La Suisse et l’Union européenne ont signé un accord qui permettra d’échanger systématiquement les données des passagers aériens à partir de 2027, avec l’objectif affiché de renforcer la lutte contre le terrorisme et la criminalité.
Le conseiller fédéral Beat Jans a paraphé jeudi à Bruxelles un accord avec le commissaire européen chargé des migrations, Magnus Brunner, pour partager les données issues des dossiers passagers, les fameux PNR (Passenger Name Record). L’accord encadre le transfert des données des compagnies aériennes de l’UE vers la Suisse, ainsi que le traitement et l’échange d’informations entre les autorités compétentes de part et d’autre.
Selon le Conseil fédéral, ce dispositif complètera le système PNR suisse en cours de mise en place et intégrera pleinement le pays au réseau européen de coopération policière. Le texte doit encore être ratifié par le Parlement européen et par les Chambres fédérales à Berne, mais le gouvernement helvétique vise une entrée en vigueur effective au début de l’année 2027.
Objectif : sécurité renforcée
Les autorités présentent cet échange de données comme un outil supplémentaire face aux menaces transfrontalières. « Les données échangées serviront à retrouver les terroristes et à lutter contre la criminalité », a déclaré Beat Jans lors d’une conférence de presse à Bruxelles. De son côté, Magnus Brunner a jugé que cet accord rendrait « la vie des citoyens suisses et européens plus sûre ».
La Commission européenne rappelle que le partage de PNR avec la Suisse doit s’inscrire dans le cadre fixé par la directive européenne de 2016 sur l’utilisation de ces données dans le domaine pénal. Bruxelles souligne que « l’accord garantira un niveau élevé de protection de la vie privée grâce à de fortes garanties », notamment en matière de durée de conservation et de contrôle des accès.
Une loi suisse déjà en vigueur
Côté suisse, la base légale est posée par la Loi fédérale sur les données des passagers aériens, adoptée par le Parlement en 2025. Une partie du texte est entrée en vigueur le 1er janvier 2026, avec la création d’une Unité d’information passagers (PIU) basée à Berne, chargée de recevoir et d’analyser les données.
Depuis le début de l’année, toutes les compagnies aériennes opérant un vol vers/de Suisse doivent transmettre l’intégralité des PNR à la PIU. Ces données comprennent notamment l’itinéraire, le numéro de billet, le mode de paiement, le choix du siège, ainsi que les informations préalables sur le passager (API). Elles sont conservées jusqu’à cinq ans, avec anonymisation des identités après six mois, sauf en cas d’enquête en cours.
Quels traitements pour quelles données ?
Concrètement, les transporteurs suisses et étrangers doivent transmettre leurs données à deux reprises : une première fois entre 48 et 24 heures avant le départ prévu, puis immédiatement après la clôture du vol.

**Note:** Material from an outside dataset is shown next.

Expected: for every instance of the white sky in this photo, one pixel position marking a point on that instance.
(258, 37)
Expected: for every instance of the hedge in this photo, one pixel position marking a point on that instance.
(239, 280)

Les autorités pourront ensuite croiser ces informations avec des fichiers existants pour repérer des profils à risque ou des schémas de voyages suspects, dans le cadre d’enquêtes liées au terrorisme ou à la criminalité grave.
Les recherches seront auditables, promet l’Office fédéral de la police suisse, et les voyageurs auront la possibilité de demander l’accès à leurs données conformément à la loi suisse sur la protection des données. Les programmes de fidélité et cartes d’entreprise sont eux aussi considérés comme des données personnelles, puisqu’ils font partie intégrante des dossiers PNR.
Des garanties, mais aussi des interrogations
Les autorités suisses et européennes insistent sur les garde-fous intégrés dans l’accord, comme la limitation de l’usage des PNR à des finalités strictement sécuritaires et la supervision par les autorités de protection des données. Le Conseil fédéral assure que le dispositif « respecte les principes de proportionnalité et de nécessité », afin d’éviter un fichage généralisé des voyageurs.
Des voix critiques, notamment dans les milieux de la protection de la vie privée, rappellent toutefois que la collecte massive de données de voyage reste sensible et devra être étroitement surveillée dans la durée. En attendant ces débats, la Suisse s’aligne un peu plus sur les pratiques de l’UE, déjà liée par des accords similaires avec des partenaires comme les États-Unis, l’Australie, le Royaume-Uni ou le Canada.